Richard Burton was actively pursued for the role of The Pilot. Burton had had a huge success on Broadway with Lerner and Loewe's musical production Camelot, but turned down the role in The Little Prince.

== Musical numbers ==
A soundtrack album was released by ABC Records. It is now available in CD format on the Decca Records label.

1. Overture – Orchestra
2. "It's a Hat/I Need Air" – Chorus/The Pilot
3. "I'm on Your Side" – The Pilot
4. "Be Happy" – The Rose
5. "You're a Child, Pt. 1" – The King
6. "You're a Child, Pt. 2" – The Businessman
7. "I Never Met a Rose" – The Pilot
8. "Why Is the Desert" – The Pilot and The Little Prince
9. "A Snake in the Grass" – The Snake
10. "Closer and Closer and Closer" – The Fox and The Little Prince
11. "Little Prince" – The Pilot
12. "Finale: Little Prince" – Chorus

== Production ==
The film was shot on location in Tunisia.

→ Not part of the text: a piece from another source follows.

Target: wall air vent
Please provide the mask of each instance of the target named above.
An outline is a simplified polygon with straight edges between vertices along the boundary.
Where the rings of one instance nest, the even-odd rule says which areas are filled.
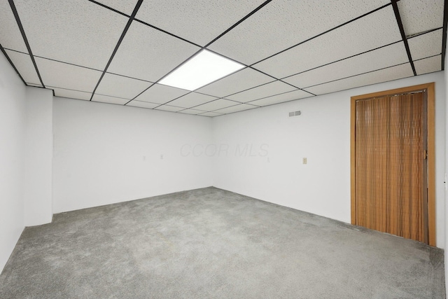
[[[302,112],[300,110],[298,111],[293,111],[289,113],[289,117],[298,116],[300,114],[302,114]]]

In 1973, Lerner and Loewe recorded the score at the Palm Springs Desert Museum, with Lerner on vocals and Loewe at the piano. It included "Matters of Consequence", which was cut from the film. It is one of only a few existing recordings of the duo performing together.

The film had production design by John Barry (not to be confused with composer John Barry, who later composed a musical adaptation of The Little Prince for Broadway).

==Release==
The film opened at Radio City Music Hall in New York City on November 7, 1974 in a show including The Nativity, The Rockettes and the Will Irwin Orchestra and grossed $215,000 in its opening week.

==Legacy==
Renowned Broadway director and choreographer Bob Fosse appears in the film as The Snake for one song, "A Snake in the Grass", during which he performs a dance sequence that he choreographed, which includes trademark Fosse elements such as hip thrusts, jazz hands, and use of hat and jacket as props, as well as a variation on the moonwalk. The accompanying scene has been speculated to have been a major influence on singer Michael Jackson's costume and choreography for performances of his 1982 hit song "Billie Jean".